HIV/AIDS Clinical Trial
Official title:
Short Adherence Intervention for Viral Re-suppression (SAVIR) Study: A Stepped Wedge Randomized Controlled Study to Assess the Effect of Standardized Adherence Counselling in Individuals With Unsuppressed Viral Load in Lesotho
In the era of test-and-treat, with anticipated high numbers of patients who will have
unsuppressed viral load (VL) due to poor adherence, simple, short and standardized adherence
interventions with documented efficacy will be needed. Achieving re-suppression in patients
with unsuppressed VL is beneficial for the health of the individual, important to reduce the
risk of transmission and has a direct cost implication because patients with sustained
unsuppressed VL will ultimately be switched to more expensive 2nd-line regimens.
Information is still largely lacking on how to best address adherence problems among patients
with unsuppressed VL. VL monitoring is recognized as a useful tool to reinforce adherence in
patients with unsuppressed VL. The Lesotho Guidelines recommend redoing a VL 8-12 weeks after
the first enhanced adherence counselling. To date no study has been published clearly
demonstrating higher re-suppression rates after enhanced adherence counselling for patients
with unsuppressed VL.
This project aims to test an adherence intervention for HIV-positive individuals on
first-line ART who have an unsuppressed viral load. A step wedged study will be used to
compare the effectiveness of a short, standardized adherence counselling followed by an SMS
reminder to the standard of care (≥ 2 unstructured adherence counselling sessions) in terms
of viral re-suppression rates and switches to 2nd line ART.

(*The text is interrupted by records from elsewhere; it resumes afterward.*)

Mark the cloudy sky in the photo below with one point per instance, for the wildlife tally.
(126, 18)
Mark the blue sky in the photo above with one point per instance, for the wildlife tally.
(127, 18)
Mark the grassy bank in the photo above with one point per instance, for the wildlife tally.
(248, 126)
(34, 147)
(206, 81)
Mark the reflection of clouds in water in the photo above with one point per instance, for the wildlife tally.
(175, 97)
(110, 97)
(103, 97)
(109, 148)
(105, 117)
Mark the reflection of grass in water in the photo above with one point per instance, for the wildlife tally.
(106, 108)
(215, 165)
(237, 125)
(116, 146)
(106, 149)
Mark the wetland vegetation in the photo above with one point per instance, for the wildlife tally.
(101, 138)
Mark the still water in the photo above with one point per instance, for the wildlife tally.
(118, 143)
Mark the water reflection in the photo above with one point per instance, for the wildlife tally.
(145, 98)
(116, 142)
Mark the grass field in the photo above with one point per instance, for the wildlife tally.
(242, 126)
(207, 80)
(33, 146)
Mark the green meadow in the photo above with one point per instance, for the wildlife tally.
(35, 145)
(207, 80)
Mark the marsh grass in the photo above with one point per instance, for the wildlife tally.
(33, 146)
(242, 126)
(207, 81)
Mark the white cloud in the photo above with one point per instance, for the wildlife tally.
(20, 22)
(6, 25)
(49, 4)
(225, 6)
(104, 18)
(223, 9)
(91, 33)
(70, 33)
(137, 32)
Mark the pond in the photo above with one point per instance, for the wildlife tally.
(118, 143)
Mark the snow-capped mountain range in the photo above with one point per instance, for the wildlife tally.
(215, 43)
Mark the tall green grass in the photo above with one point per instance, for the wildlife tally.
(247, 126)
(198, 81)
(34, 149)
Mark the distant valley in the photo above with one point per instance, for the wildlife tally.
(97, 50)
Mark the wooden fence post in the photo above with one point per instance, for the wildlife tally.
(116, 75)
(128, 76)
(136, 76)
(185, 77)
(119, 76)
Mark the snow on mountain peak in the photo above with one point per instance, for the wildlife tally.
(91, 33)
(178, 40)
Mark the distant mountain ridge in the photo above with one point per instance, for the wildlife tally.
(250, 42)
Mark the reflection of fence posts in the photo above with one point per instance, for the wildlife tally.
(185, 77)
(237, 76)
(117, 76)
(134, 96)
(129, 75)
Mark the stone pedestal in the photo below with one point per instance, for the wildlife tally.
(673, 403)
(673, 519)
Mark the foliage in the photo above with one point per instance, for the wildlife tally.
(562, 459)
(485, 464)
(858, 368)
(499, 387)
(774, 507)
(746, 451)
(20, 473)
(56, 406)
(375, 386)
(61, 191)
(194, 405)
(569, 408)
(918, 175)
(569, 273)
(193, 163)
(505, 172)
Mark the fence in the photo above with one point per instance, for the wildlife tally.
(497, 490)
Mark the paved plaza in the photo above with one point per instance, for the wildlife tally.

Due to a lack of routine viral load (VL) monitoring in Lesotho until now, most health care
workers in the districts lack the necessary information on how to manage patients with
elevated viral loads. The CART-1 study found re-suppression rates of only 30% with only 70%
returning for a second VL. From these estimates, it is clear that the current practice for
managing these patients must be improved. A simple intervention has been designed that could
be feasibly adapted at all health centres in Lesotho.
To ensure that the effect of this intervention is measured and to avoid a long delay in
adopting the intervention, a stepped wedge design was chosen. In addition the study would
thus not disrupt the on-going staggered roll-out of routine viral load provision to patients
on ART at the 12 health facilities. Stepped wedge designs are a form of clustered study in
which the intervention is delivered to groups rather than individuals. In this case, the
cluster is the hospital or health centre. Each health centre will undergo a time period with
the standard of care and then will be randomly selected to cross-over to the intervention at
different time points, until all of the health centres have crossed-over to receive the
intervention. Data on the endpoint will be collected continuously at all health centres. The
use of a step wedged study is pragmatic - the intervention is offered to exert its expected
benefits and research insight is a secondary aim. This innovative design will lead to much
stronger evidence than observational studies.
Routine VL (viral load) monitoring started in Butha-Buthe hospital in December 2015, in
Seboche Hospital in May 2016 and the remaining 10 health centres in June 2016. Once each
hospital/health center has implemented routine VL monitoring for a least 12 weeks, the
standardized adherence intervention will be rolled out to the hospitals/health centers in a
randomized fashion. Every 12 weeks starting in May 2017, two hospitals/health centers will be
randomly selected to start with the adherence intervention.
Randomization times will be separated by 12 weeks to allow for implementation and assessment
of the intervention within each time period. Final data collection will occur in October
2018. All nurses at the centres will be trained in the standardized adherence counselling by
an experienced professional counselor and an experienced ART nurse prior to the introduction
of the intervention.
The tracing of patients who do not show up for adherence counselling sessions or confirmatory
VL will be done according to the current system in use at the health centre (usually contact
individual via village health worker or phone if available) and will remain the same during
both the control and intervention period.